Daylight Saving Time and Motor Vehicle Crashes: The Reduction in Pedestrian and Vehicle Occupant Fatalities
- Published: American Journal of Public Health, Volume 85, No. 1, 2001
- Authors: S.A Ferguson, D.F. Preusser, A.K. Lund, P.L. Zadorand R.G. Ulmer
- Date Added: 18 Mar 2013
- Last Update: 18 Mar 2013
To determine the effect of daylight savings time on road casualties.

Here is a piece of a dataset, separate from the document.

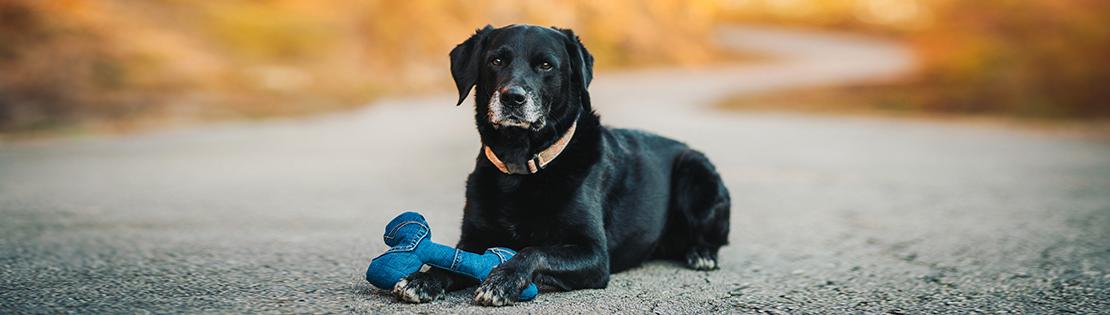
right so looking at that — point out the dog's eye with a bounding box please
[539,62,553,70]
[490,58,503,66]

Fatal RTIs were tabulated for 6-hour period around sunrise and sunset, from 13 weeks before the Autumn change to standard time until 9 weeks after the spring change to daylight saving time. The effect of daylight saving time on pedestrian and vehicle occupant fatalities was estimated from a model relating light level during morning and evening hours to fatal motor vehicle RTIs. The model accounts for both the abrupt changes in morning and evening light levels associated with the April and October time changes and the gradual day-to-day changes in light level in a given hour with the changing seasons of the year.
Fatal-RTI occurrence was related to changes in daylight, whether these changes occurred abruptly with the Autumn and Spring time changes or gradually with the seasons of the year.

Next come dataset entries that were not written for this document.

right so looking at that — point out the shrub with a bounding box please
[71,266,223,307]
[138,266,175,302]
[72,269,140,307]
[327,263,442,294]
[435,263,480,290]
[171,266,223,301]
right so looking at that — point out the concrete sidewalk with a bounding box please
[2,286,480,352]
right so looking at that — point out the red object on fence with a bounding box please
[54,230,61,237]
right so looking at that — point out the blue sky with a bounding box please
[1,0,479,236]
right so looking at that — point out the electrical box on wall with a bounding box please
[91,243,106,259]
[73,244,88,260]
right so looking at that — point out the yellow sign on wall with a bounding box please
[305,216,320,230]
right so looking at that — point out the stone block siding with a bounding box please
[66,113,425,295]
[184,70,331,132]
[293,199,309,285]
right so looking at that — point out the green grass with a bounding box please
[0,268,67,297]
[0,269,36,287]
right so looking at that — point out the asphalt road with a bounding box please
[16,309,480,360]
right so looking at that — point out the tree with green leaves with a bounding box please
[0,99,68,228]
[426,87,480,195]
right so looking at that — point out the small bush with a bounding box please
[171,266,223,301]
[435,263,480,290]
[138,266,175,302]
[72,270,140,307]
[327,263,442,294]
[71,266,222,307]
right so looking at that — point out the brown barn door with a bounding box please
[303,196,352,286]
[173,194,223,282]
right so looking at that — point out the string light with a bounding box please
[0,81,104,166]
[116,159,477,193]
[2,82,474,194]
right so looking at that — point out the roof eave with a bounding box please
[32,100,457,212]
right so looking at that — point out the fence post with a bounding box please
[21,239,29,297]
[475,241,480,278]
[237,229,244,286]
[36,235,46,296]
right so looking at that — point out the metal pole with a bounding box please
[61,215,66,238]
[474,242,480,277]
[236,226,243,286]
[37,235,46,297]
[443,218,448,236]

During daylight savings time, which shifts an hour of daylight to the busier evening traffic hours, there were fewer fatal RTIs (727 involving pedestrians, 174 involving vehicle occupants) than might have occurred if daylight saving time had been retained year-round from 1987 through 1991.
The most notable effects of changing light levels on fatal RTIs were seen when light levels changed from light to twilight (RTIs increased) and when twilight changed to light (RTIs decreased). These effects were greatest for pedestrians.
The results of this study provide strong support for the proposition that daylight saving time saves lives; extending it farther into the winter months could save additional lives. This conclusion is consistent with previous research conducted in the United States and Great Britain.
Daylight saving, Casualty reductions.
Study is US based but the results are comparable with research conducted in Great Britain.